Recently I ran into an old acquaintance. We bump into one another once or twice a year and usually spend time catching up and promising to get together one of these days. This time, she droned on and on about how much pain she’s in, how she aches all over, how she’s tired all the time, and about her new diagnosis of fibromyalgia — the cause of all her problems. Hearing her moan endlessly about her aches and pains made me understand a bit better some of the comments one hears about fibromyalgeurs. I couldn’t wait to get away.
People with fibro are generally considered psych cases. According to one ER nurse, it’s the “it hurts to be fat” diagnosis. Reading medblogs one gets the idea that people who claim to have fibromyalgia are:
- clinically depressed and in denial
- looking to live off disability
- beneath contempt
Why does a fibro diagnosis evoke such strong feelings? What is fibromyalgia?
First, it is not a disease. Fibromyalgia Syndrome (FMS) is a label for a group of symptoms. Widespread pain is the main symptom. Sleep disturbances are common, as are memory problems and fatigue (and I have no idea why those are considered separate issues). About 30% of people are depressed at the time of a FMS diagnosis.
Diagnostic criteria from the American College of Rheumatology (1990) is:
- Widespread pain > 3 months affecting all four quadrants
- 11 of 18 tender points
- Pain not explained by another condition
The tender-points test is quite subjective, and difficult for many to do well, so in 2010, ACR developed alternate criteria that was supposed to be easier in the primary care setting. With a Widespread Pain Index (WPI) and a Symptom Severity (SS) score, clinicians can generate a number that helps identify whether or not a patient qualifies for a FMS diagnosis. Worksheet here.
Take, for instance someone with tendonitis. This is painful. Long-term tendonitis can lead to sore muscles around the affected area. Pain can disrupt sleep and raise blood pressure. Extended lack of sleep can cause forgetfulness and difficulty thinking. Over an extended period of time, calcium deposits can form, which leads to additional pain. It is very easy for someone with long-term tendonitis to get a high SS score under the 2010 criteria. If the tendonitis is bilateral, or in multiple locations, there is also a high WPI. The patient appears to have FMS. Not so.

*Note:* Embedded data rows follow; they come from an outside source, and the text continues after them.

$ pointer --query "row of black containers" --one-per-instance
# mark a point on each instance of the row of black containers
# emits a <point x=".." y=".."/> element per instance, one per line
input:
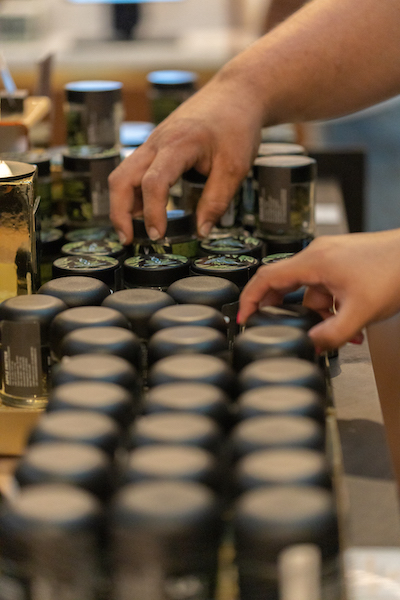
<point x="131" y="490"/>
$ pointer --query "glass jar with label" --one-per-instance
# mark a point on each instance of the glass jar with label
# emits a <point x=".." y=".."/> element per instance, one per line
<point x="85" y="185"/>
<point x="167" y="90"/>
<point x="286" y="196"/>
<point x="93" y="112"/>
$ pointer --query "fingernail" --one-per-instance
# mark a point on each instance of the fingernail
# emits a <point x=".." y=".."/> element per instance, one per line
<point x="153" y="234"/>
<point x="204" y="228"/>
<point x="121" y="237"/>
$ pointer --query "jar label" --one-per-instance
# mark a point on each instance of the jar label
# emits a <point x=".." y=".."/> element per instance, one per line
<point x="21" y="359"/>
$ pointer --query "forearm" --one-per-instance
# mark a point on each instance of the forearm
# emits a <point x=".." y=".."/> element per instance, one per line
<point x="331" y="57"/>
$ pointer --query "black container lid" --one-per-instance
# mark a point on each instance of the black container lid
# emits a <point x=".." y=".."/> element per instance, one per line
<point x="199" y="398"/>
<point x="33" y="308"/>
<point x="155" y="270"/>
<point x="302" y="169"/>
<point x="204" y="289"/>
<point x="186" y="339"/>
<point x="105" y="340"/>
<point x="138" y="305"/>
<point x="294" y="315"/>
<point x="286" y="466"/>
<point x="76" y="290"/>
<point x="102" y="397"/>
<point x="16" y="170"/>
<point x="32" y="157"/>
<point x="104" y="247"/>
<point x="281" y="400"/>
<point x="283" y="371"/>
<point x="100" y="267"/>
<point x="41" y="509"/>
<point x="83" y="316"/>
<point x="170" y="462"/>
<point x="271" y="341"/>
<point x="233" y="244"/>
<point x="172" y="78"/>
<point x="97" y="367"/>
<point x="187" y="314"/>
<point x="199" y="368"/>
<point x="85" y="427"/>
<point x="179" y="223"/>
<point x="77" y="464"/>
<point x="268" y="519"/>
<point x="78" y="159"/>
<point x="273" y="432"/>
<point x="84" y="91"/>
<point x="236" y="268"/>
<point x="182" y="428"/>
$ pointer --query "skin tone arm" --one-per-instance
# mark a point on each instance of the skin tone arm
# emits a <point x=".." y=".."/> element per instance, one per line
<point x="329" y="58"/>
<point x="359" y="274"/>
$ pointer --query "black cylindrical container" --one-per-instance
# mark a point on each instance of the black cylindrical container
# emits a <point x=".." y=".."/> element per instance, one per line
<point x="186" y="429"/>
<point x="180" y="236"/>
<point x="199" y="368"/>
<point x="156" y="271"/>
<point x="109" y="399"/>
<point x="267" y="520"/>
<point x="83" y="317"/>
<point x="25" y="323"/>
<point x="238" y="244"/>
<point x="167" y="90"/>
<point x="50" y="536"/>
<point x="283" y="371"/>
<point x="273" y="432"/>
<point x="271" y="341"/>
<point x="138" y="306"/>
<point x="188" y="314"/>
<point x="76" y="290"/>
<point x="104" y="247"/>
<point x="294" y="315"/>
<point x="236" y="268"/>
<point x="285" y="466"/>
<point x="78" y="464"/>
<point x="85" y="186"/>
<point x="104" y="340"/>
<point x="77" y="426"/>
<point x="186" y="340"/>
<point x="105" y="268"/>
<point x="97" y="367"/>
<point x="200" y="398"/>
<point x="164" y="540"/>
<point x="281" y="400"/>
<point x="170" y="462"/>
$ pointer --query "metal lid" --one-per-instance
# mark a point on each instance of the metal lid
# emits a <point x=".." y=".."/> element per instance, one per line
<point x="155" y="270"/>
<point x="108" y="339"/>
<point x="282" y="371"/>
<point x="138" y="305"/>
<point x="175" y="428"/>
<point x="83" y="316"/>
<point x="270" y="341"/>
<point x="187" y="339"/>
<point x="97" y="367"/>
<point x="187" y="314"/>
<point x="179" y="223"/>
<point x="204" y="289"/>
<point x="302" y="169"/>
<point x="82" y="465"/>
<point x="195" y="368"/>
<point x="102" y="397"/>
<point x="76" y="290"/>
<point x="281" y="400"/>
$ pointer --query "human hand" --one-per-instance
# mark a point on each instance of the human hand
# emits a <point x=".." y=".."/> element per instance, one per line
<point x="216" y="131"/>
<point x="352" y="280"/>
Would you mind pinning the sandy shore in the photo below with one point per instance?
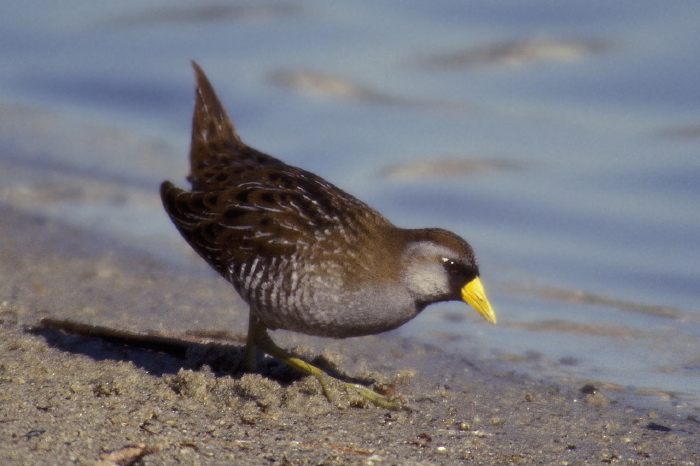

Regardless of the criteria used, one key is that the pain cannot be explained by other conditions.
I call a fibro diagnosis, “The clinician didn’t want to take the time to figure out what’s really wrong, so slapped a label on you in hopes that you’ll quit complaining.”
Some results of pain are normal, and do not necessarily mean that the patient has FMS.
Many conditions have symptoms similar to FMS. The average person with ankylosing spondylitis is wrongly diagnosed with FMS seven years before an accurate diagnosis is finally made. Perhaps earlier diagnosis and treatment would delay fusing of the spine. The spondyloarthropathies have symptoms quite similar to FMS, as do rheumatoid arthritis, lupus, hypothyroidism, polymyalgia rheumatica, plus tendonitis and bursitis in multiple joints.
In the realm of anecdotes, I know three individuals diagnosed with fibro (in addition to the person mentioned above). They were treated as mental cases, and their physical symptoms discounted. For years they suffered needlessly. They nearly died before someone finally figured out that they had heart disease. Treatment by cardiologists relieved all “fibro” symptoms. Heart disease symptoms are different in women than in men, and are apparently sometimes mistaken for fibro.
Accurate diagnosis is critical.
It is possible for those with autoimmune diseases to be diagnosed with FMS, but I believe far more often than is appropriate. It is important to recognize that RA, PsA, SLE, and other similar diseases can attack all connective tissues. Tendonitis and bursitis are common, and it is well-documented that over time they can cause muscle pain. Interestingly enough, some of the treatments for FMS are also treatments for tendonitis and bursitis.
Other treatments for FMS involve giving patients so many drugs that they are too numb and disoriented to notice the pain: Lyrica and Neurontin affect the nerves; both can be used to treat neuropathy (which is often caused by diabetes but can also be caused by RA, PsA, SLE, etc. – might this explain the numbness and tingling that some people report with “FMS”?), Cymbalta, Savella, Elavil, and Effexor are antidepressants (important when your symptoms aren’t being taken seriously). Flexeril is a muscle relaxant related to the tricyclic antidepressants. Tramadol, a pain medication, is sometimes prescribed, but other narcotics are thought to increase pain sensitivity in fibro patients so should be avoided. Patients would prefer treating the underlying cause of their pain, rather than medicating the symptoms.
Fibromyalgia is widespread pain of unknown origin. It is not to be confused with heart disease, tendonitis, bursitis, or comorbidities of any form of arthritis; in these cases, the origin of the pain is known and needs to be addressed.